The Book Club

Is Seinfeld Evil?

Dear Eric,

Oops, I’ve noticed that Slate is not copy-editing these pieces before posting them.  Better run that damn spell check before I send this one off!  

We seem to now have settled into one of the great old Cold War debates–was limited containment (of Western Europe and Japan) enough or did we have to worry about the rest of the world?  The argument for limited containment, articulated best by Walter Lippmann and George Kennan, was that only the key centers of power mattered, so Europe and Japan were vital and the periphery unimportant.  Keep the Soviets at bay at the core and you will succeed.

 In general I have great sympathy for the Lippmann-Kennan view, have written nice things about both of them, and share their suspicion of the tendency to brand every molehill and mountain around the world a vital national interest of the United States. To some extent Acheson shared this approach.  He was unabashedly Euro-centric, thought it was silly to spend time courting countries like India and Egypt with aid, opposed John Foster Dulles’ “pactomania” (signing up countries into pro-American alliances).  On the single most important core-versus-periphery issue of his tenure, China, Acheson was decidedly realistic.  He thought China was going to go communist, that there was little the United States could do to stop this from happening and that it was not a mortal blow to containment.  His policy was, he explained, to “let the dust settle.”  Now this is just the sort of masterly inaction that you seem to commend. (Of course it consigned the Chinese people to years of oppression, famine, and political murder–with tens of millions dead at the end of it all.)

With regard to Vietnam he did, like almost every other Cold warrior, believe that the United States could not abandon the government of South Vietnam to the mercy of a brutal communist dictatorship.  He exaggerated the importance of Vietnam, but he changed his mind by 1967-68 and then advocated immediate disengagement. (When the senior military officer briefing Acheson at the White House explained that victory, in the “classic” sense of the word, was not the US military’s goal in Vietnam, Acheson archly responded, “Then what in the name of God are 500,000 men out there doing–chasing girls!”)

But you’re right to note that in some other cases–mostly when out of office and getting on in years–he was a superhawk.  My explanation for this is that Acheson thought like a statesman not an intellectual.  Thus distinctions like those between core and peripheral interests, while perfectly sound in theory, begin to crumble when, say, North Korea invades South Korea or the Soviet Union invades Afghanistan.  It is fine for Kennan and Lippmann to say, “the balance of power will eventually work all this out,” but the statesman does not have this luxury.  The United States must have a policy that addresses the realities of the world as and when they happen.  Again, I admire the Kennan-Lippmann position, but I do recognize that in the real world it’s difficult for the world major power to follow the maxim–“don’t just do something, stand there!” 

Imagine a world in which the United States resolutely had not responded to any Soviet expansion outside of Western Europe and Japan.  South Korea would have become a communist part of the north, Vietnam would have fallen in the early 1960s, South east Asia would have been threatened by communist insurgencies, countries like Egypt, Indonesia, Brazil, India would have titled (or titled further) toward the Soviet Union.  In this context, do you really think that the Cold War would have ended when it did as it did?  Do you really believe that “I Love Lucy” and Miles Davis would have done it all and we didn’t need the Marshall Plan and NATO and foreign aid and the pro-democracy and pro-market programs of the U.S. government?
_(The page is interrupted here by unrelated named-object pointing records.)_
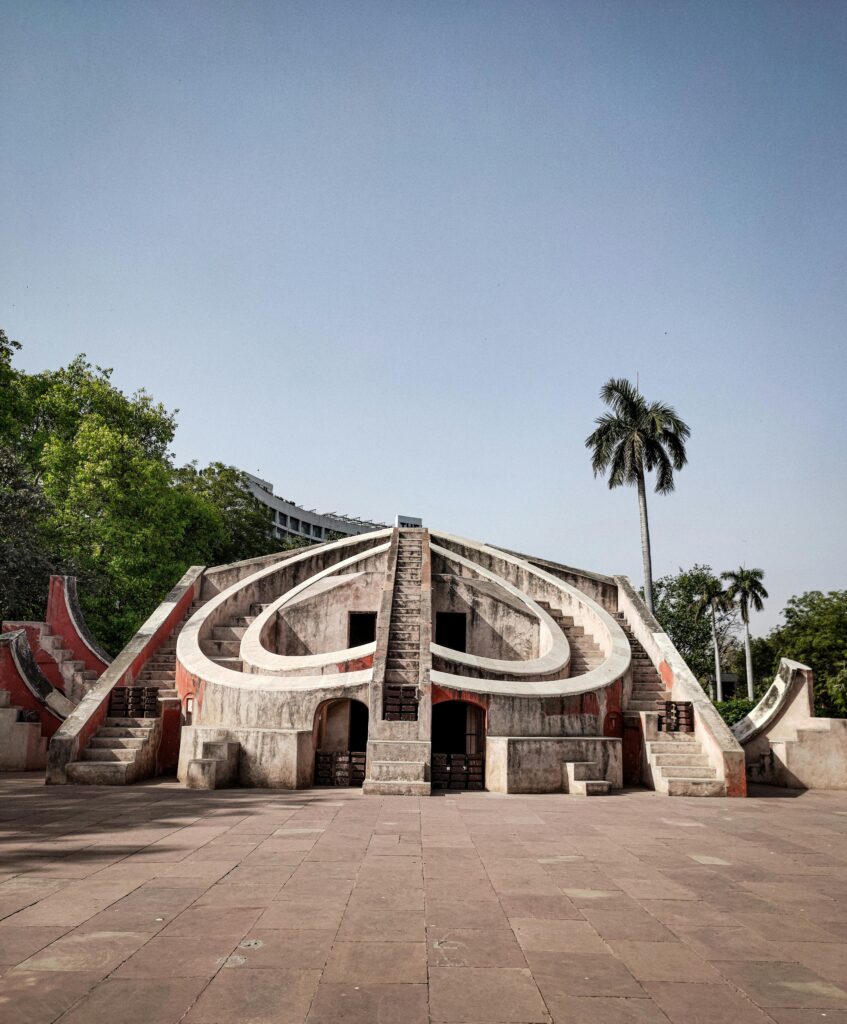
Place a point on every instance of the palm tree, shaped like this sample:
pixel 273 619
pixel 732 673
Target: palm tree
pixel 746 589
pixel 632 439
pixel 713 598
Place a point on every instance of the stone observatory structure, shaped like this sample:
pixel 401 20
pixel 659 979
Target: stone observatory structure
pixel 405 660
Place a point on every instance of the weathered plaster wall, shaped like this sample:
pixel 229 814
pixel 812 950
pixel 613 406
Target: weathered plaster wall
pixel 498 626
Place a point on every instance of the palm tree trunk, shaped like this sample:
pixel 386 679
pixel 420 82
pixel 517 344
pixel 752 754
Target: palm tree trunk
pixel 645 542
pixel 718 681
pixel 749 660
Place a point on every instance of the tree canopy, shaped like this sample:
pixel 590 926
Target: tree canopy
pixel 677 598
pixel 88 486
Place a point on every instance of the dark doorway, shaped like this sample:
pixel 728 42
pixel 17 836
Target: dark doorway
pixel 341 742
pixel 362 629
pixel 358 725
pixel 458 727
pixel 458 745
pixel 452 630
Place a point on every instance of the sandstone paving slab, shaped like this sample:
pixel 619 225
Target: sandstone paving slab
pixel 256 996
pixel 546 907
pixel 175 957
pixel 136 1001
pixel 87 951
pixel 238 895
pixel 686 914
pixel 784 984
pixel 303 912
pixel 41 997
pixel 568 1009
pixel 664 962
pixel 372 924
pixel 499 995
pixel 473 947
pixel 694 1003
pixel 546 935
pixel 209 921
pixel 18 943
pixel 300 947
pixel 732 943
pixel 377 963
pixel 347 1004
pixel 581 974
pixel 615 924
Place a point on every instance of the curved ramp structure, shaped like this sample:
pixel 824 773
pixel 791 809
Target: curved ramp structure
pixel 785 744
pixel 404 660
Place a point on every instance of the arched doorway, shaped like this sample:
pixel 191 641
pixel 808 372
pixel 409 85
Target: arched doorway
pixel 458 745
pixel 340 742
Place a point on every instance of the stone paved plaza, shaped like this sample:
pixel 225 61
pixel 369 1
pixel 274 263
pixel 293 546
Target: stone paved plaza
pixel 156 904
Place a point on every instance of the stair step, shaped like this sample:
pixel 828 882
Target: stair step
pixel 108 754
pixel 406 771
pixel 100 772
pixel 687 771
pixel 695 787
pixel 116 742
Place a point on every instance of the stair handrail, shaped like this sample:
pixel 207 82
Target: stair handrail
pixel 88 716
pixel 720 745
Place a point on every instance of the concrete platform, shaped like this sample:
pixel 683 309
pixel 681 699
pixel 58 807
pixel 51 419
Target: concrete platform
pixel 159 904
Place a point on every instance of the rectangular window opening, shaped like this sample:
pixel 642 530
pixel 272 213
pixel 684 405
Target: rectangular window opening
pixel 452 630
pixel 362 629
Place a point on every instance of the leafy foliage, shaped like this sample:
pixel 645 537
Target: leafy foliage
pixel 677 596
pixel 87 486
pixel 733 711
pixel 636 437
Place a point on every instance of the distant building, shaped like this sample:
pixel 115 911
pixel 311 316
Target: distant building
pixel 294 520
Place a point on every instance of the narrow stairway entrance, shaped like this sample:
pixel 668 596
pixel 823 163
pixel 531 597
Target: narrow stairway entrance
pixel 458 745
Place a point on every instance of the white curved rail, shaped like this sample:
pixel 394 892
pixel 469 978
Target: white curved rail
pixel 553 643
pixel 197 663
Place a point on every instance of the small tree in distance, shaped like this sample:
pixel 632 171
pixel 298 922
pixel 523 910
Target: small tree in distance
pixel 747 590
pixel 713 598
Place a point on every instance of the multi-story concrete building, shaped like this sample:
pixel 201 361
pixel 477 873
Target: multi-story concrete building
pixel 293 520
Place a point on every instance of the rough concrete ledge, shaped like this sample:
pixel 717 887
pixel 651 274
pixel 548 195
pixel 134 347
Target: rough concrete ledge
pixel 793 682
pixel 51 699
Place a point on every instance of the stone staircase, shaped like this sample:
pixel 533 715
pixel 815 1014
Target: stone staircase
pixel 584 778
pixel 679 767
pixel 647 688
pixel 122 751
pixel 224 645
pixel 397 760
pixel 22 745
pixel 585 653
pixel 403 662
pixel 76 679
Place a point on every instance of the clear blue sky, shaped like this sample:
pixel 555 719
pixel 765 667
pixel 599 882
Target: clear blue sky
pixel 385 254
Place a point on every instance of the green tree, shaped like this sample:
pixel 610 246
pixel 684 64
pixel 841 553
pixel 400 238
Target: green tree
pixel 747 590
pixel 26 558
pixel 712 598
pixel 246 524
pixel 87 485
pixel 632 439
pixel 815 633
pixel 676 596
That the virtues of Madonna and Coca-Cola would have won over the world and indeed to the Soviet regime itself?  (The Soviets, for one, do talk about the importance of the Strategic Defense Initiative as convincing them that they were falling behind?)  If you do then you have a greater faith in the power of free markets and popular culture than I do–and you should really be worried about Seinfeld, since you hate him.  Me, I think he’s pretty funny–and utterly inconsequential (the new opiate of the masses?)   Power matters, Eric, not stand-up comedy.